Monday, December 17, 2012

“Defenders of the Faith: Charles V, Suleyman the Magnificent, and the Battle for Europe, 1520-1536”, by James Reston



432 pages, Penguin Press, ISBN-13: 978-1594202254

Defenders of the Faith: Charles V, Suleyman the Magnificent, and the Battle for Europe, 1520-1536 by James Reston is a wonderfully entertaining reading experience that focuses on a number of leaders at a crucial historical nexus: the protestant movement is beginning to gain force (Martin Luther and Zwingli); absolutist nation-states are replacing the more loosely controlled feudal empire (Francis 1, Henry 8, et al.); and the Ottoman Empire is reaching the limits of its expansion and about to begin its decline. The great virtue of this book is that it tells it all in an enthralling story, with bits of analysis thrown in, vivid characterizations that some argue is novelistic, and an evocation of what it might have felt like to live at that time. For what it is worth, I enjoyed every single page like it was a film. This is popular history par excellence, for the general reader and not the scholar. If the reader knows this and has the right expectations at the start, it is great fun. If the reader expects something more academic, they will not find it here.

There were a number of developments at this time that created fundamental precedents, all inter-related. First, the northern German states were ready to exit from the yoke of the Catholic Church. They were developing the means (predominantly military) to do so and found their intellectual justification in the hands of a great firebrand, Luther, who supplied them with arguments and powerful writings that spread via the movable-type press. Second, the Holy Roman Emperor Charles V sees himself as the defender of the Catholic orthodoxy, underpinning as it did (via the Pope) his legitimacy as the pre-eminent secular lord of a vast feudal empire that was supposed to be spiritually united. However, he also had the task of defending all of Christendom, which preoccupied much of his career. He also had to fight the Pope from allying himself with Francis 1. Third, in Suleyman, you have the last Turkish leader-conqueror of genuine genius. His armies were advancing into Europe, fighting the Shiite "heresy" in Persia, expanding into Northern Africa, and developing naval dominance of the entire Mediterranean. Suleyman takes Hungry and threatens Vienna. Fourth, you have proto-nation states in Britain and France, whose kings are consolidating power in narrower borders in ways that will enable them to forge armies far stronger than the loose feudal coalitions of knights and mercenaries under the command of Charles V. The chivalric era is clearly on its way out, to be replaced by tightly disciplined armies under unified command, armed with firearms and canons for blanket-area killing rather than only swords and pikes for individual-style combat.

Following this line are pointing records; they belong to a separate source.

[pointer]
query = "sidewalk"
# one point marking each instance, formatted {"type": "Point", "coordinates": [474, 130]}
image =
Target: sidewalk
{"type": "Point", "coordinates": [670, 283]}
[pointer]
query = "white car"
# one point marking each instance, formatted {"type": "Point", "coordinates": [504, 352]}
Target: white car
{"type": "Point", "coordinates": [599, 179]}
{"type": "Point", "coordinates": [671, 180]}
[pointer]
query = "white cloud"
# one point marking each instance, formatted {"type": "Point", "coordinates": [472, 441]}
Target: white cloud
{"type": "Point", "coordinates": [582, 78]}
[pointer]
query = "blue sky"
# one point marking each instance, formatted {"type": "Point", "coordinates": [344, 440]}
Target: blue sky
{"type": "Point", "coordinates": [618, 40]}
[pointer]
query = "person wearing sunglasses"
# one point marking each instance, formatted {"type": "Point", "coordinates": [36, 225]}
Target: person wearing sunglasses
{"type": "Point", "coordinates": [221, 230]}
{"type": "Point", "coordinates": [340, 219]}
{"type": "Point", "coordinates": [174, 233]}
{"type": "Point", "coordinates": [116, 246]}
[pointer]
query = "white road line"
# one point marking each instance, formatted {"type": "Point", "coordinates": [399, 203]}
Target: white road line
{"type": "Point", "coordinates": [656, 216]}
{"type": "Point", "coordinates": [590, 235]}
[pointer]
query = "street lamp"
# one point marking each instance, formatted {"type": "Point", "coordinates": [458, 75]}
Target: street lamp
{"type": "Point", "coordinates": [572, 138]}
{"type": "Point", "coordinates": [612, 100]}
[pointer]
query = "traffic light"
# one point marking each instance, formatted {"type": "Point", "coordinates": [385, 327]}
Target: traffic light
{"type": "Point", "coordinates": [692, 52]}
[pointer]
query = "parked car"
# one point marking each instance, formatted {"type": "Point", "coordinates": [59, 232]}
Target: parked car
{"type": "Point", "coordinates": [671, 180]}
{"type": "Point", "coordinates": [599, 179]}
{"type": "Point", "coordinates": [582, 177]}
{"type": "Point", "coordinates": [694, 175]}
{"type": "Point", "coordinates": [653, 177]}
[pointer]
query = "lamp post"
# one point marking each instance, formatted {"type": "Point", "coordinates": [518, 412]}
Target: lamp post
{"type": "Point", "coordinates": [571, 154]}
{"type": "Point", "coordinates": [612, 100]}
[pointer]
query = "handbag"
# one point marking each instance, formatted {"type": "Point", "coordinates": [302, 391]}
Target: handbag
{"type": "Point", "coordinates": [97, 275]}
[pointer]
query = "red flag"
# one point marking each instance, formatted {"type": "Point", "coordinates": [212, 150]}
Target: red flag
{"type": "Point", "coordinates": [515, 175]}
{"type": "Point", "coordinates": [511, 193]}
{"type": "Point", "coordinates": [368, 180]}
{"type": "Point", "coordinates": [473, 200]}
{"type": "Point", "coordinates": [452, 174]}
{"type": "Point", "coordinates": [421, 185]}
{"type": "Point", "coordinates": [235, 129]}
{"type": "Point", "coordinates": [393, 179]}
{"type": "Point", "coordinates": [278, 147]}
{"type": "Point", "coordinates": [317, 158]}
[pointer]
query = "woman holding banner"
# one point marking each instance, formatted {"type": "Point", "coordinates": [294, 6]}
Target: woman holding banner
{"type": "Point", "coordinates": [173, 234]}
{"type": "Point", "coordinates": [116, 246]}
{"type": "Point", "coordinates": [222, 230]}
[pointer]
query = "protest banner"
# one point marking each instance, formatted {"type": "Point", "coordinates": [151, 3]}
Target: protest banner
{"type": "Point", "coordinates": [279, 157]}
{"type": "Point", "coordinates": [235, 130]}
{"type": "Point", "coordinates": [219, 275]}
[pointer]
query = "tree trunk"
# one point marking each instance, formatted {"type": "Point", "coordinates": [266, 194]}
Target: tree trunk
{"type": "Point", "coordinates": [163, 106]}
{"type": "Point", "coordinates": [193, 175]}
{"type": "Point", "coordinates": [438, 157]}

While Charles V wanted to burn Luther at the stake, he had to allow the Protestants time in order to unite Christians to repel the Turks. Once he turned his attention back to Northern Germany, it was too late to dislodge them either militarily or against their deeply engrained beliefs. Meanwhile, Henry VIII wanted to divorce Catherine of Aragon (who also happened to be Charles V's niece), but faced bureaucratic delays (of special dispensation from the Pope) due to the wars over control of Italy, first by Francis 1 and later by Charles V; eventually, Henry went his own way, opening England to Protestantism in the next generation. This was context that I didn't know. Reston weaves these developments together as if in a novel. While I am familiar with much of the history already, it was a delicious re-telling of events that served as a review of things I began to study long ago.

Warmly recommended. Books like this make history fun, helping to spark a young mind to further inquiry in more seriously academic sources. It does end a bit abruptly, even arbitrarily, but after most of the action had set forces in motion that we feel to this day. This is a perfect snapshot in time.